I love Clarissa. I love her Zen pagan zest for everything, without judgement. I love her curiosity, her loyalty, her passion for flowers, her panoramic view, and her lack of malice (except toward the loathesome Miss Kilman, whom I think of as the Soul-sucker).
I love Mrs. Dalloway. I love the way VW shows, doesn't tell, how each of the characters, even the ones glimpsed fleetingly, experience the Now. (And isn't show, don't tell the essence of the way writing is supposed to work?)

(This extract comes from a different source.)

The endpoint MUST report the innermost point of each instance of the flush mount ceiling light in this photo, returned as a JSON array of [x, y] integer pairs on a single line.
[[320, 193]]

I love the silk that will be the slanted eyelet scarf. I tried out the pattern, knitting a few rows, using the leftover worsted from the Tess coif. The photo does not do the pattern justice. The edges of the slants are almost sinuous. Today, I'll cast on with the silk. When I rolled it up a couple of night ago, I was so taken with its sheen and elegance that I snipped a couple of inches to keep with me in my purse. (I like to carry a little piece of the yarn I'm working with. It centers me to feel it or look at it when I'm in distress.)
(Or maybe I shouldn't admit that particular fetish.)
Right now, I'm listening to the radio and hoping that Ariel Sharon's belated (WAY belated) change of heart and new ideas about a way to peace in Israel won't die with him. Not that I think any plan could work, not in the long run, not in the context of countries (Syria, for example, or the nuthouse that is Iran) that loathe Jews and want them (us) to just be gone. At least Sharon had gotten people talking and thinking again.